Pego carona na doutrina hindu das quatro castas - os brâmanes (sacerdotes), os kshátryias (aristocratas guerreiros), os vayshyia (comerciantes e industriais) e os sudras (trabalhadores). É um modelo simplificado, mas não se pode negar que é muito conciso e fidedigno. Cada uma dessas castas representa um segmento da população, quanto mais seleto quanto mais alta a casta. Na doutrina hindu, cada uma dessas castas pode apoderar-se do poder e exercê-lo de forma acordante com suas particularidades. Assim, se eu pesquisar como cada uma delas pode tomar ou perder o poder, terei uma pista de como chegar, finalmente, ao sonhado governo do povo - que seria o poder exercido pela casta dos sudras, os trabalhadores. Comecemos pelos brâmanes. A História registra um governo brâmane? Sim, registra vários. Esses regimes políticos são denominados teocracias, ou seja, o governo de um deus. Exemplos são os impérios inca e azteca, com seu séquito de sacerdotes a arrancar corações no alto dos templos, e o Egito dos faraós, governado por uma casta sacerdotal, da qual o faraó, convertido em deus vivo, era o mais importante. Até hoje existem estados teocráticos (vide o Vaticano) mas no geral tal regimes pertencem a um passado remoto. É lícito, portanto, considerar o governo dos brâmane a forma primordial de governo. E de fato, não é de todo caricatural aquela imagem, largamente popularizada em filmes B e HQ, do ardiloso pajé ou xamã a dominar toda uma tribo de nativos supersticiosos. Em sociedades muito primitivas, onde a ignorância é absoluta e todos vivem a mercê das forças da natureza ou de outras dinâmicas que desconhecem, adquirem muita importância os indivíduos que se acredita possuir poderes supra-naturais, canais de comunicação com os deuses ou o domínio de conhecimentos ocultos que permitam curar enfermidades físicas e mentais. São chamados de pajés ou xamãs nas sociedades tribais, ou de sacerdotes nas sociedades urbanas. Exercem o poder de fato enquanto o resto da população se dispõe a crer neles. Entretanto, a própria complexidade crescente das sociedades faz com que um dia se torne impossível governar apenas pela superstição. Torna-se necessário um outro poder, armado e coercitivo, e os sacerdotes perdem importância. É quando o governo passa da casta dos brâmanes para a casta seguinte - os kshátryias.

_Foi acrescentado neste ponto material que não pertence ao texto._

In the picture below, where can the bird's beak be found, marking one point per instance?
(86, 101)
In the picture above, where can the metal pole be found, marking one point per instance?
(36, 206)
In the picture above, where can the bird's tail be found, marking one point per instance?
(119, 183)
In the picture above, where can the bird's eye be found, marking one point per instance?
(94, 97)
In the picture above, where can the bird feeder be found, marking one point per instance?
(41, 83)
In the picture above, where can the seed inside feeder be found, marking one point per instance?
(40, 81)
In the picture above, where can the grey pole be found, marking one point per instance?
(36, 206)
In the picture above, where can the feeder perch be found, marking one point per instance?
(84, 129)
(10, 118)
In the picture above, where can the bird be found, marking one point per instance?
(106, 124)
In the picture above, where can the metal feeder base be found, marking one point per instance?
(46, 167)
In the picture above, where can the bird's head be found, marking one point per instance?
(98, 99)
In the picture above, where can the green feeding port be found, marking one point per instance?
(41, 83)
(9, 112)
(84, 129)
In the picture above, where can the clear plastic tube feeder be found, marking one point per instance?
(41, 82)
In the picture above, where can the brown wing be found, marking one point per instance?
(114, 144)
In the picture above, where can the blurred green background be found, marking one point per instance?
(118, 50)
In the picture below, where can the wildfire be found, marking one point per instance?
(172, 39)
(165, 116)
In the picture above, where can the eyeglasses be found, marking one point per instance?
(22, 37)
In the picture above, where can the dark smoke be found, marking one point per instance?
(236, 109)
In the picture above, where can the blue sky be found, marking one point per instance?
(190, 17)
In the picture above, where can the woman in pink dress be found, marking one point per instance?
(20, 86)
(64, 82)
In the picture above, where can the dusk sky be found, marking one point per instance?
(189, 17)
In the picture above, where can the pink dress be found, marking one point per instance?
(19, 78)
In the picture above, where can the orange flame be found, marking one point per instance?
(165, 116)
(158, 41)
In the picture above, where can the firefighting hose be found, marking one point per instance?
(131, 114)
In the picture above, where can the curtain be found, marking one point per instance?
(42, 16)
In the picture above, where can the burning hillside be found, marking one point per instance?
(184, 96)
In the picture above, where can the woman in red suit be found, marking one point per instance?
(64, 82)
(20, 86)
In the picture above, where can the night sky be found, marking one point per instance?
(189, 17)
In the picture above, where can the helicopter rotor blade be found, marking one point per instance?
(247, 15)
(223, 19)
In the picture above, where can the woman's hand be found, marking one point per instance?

Os kshátryas eram, basicamente, indivíduos ricos e poderosos que tinham a capacidade de transformar indivíduos pobres que deles dependiam economicamente em guerreiros a seu serviço. Dessa forma, construindo exércitos particulares e vencendo guerras, os kshátryias passam gradualmente de chefes de clãs a chefes de tribos, reis e imperadores. O governo kshátryia corresponde, grosso modo, à antiguidade clássica até o início da idade moderna. Exemplos de kshátryas eram os oligarcas romanos, como Pompeu e Júlio César, que podiam arregimentar exércitos por onde passavam porque os legionários estavam cientes de que tais chefes eram ricos o suficiente para garantir o pagamento de seus soldos, caso os saques não fossem compensadores. No Brasil, um resquício do antigo governo kshátryia sobreviveu na caricata figura do coronel do sertão, latifundiário que transformava seus colonos em jagunços.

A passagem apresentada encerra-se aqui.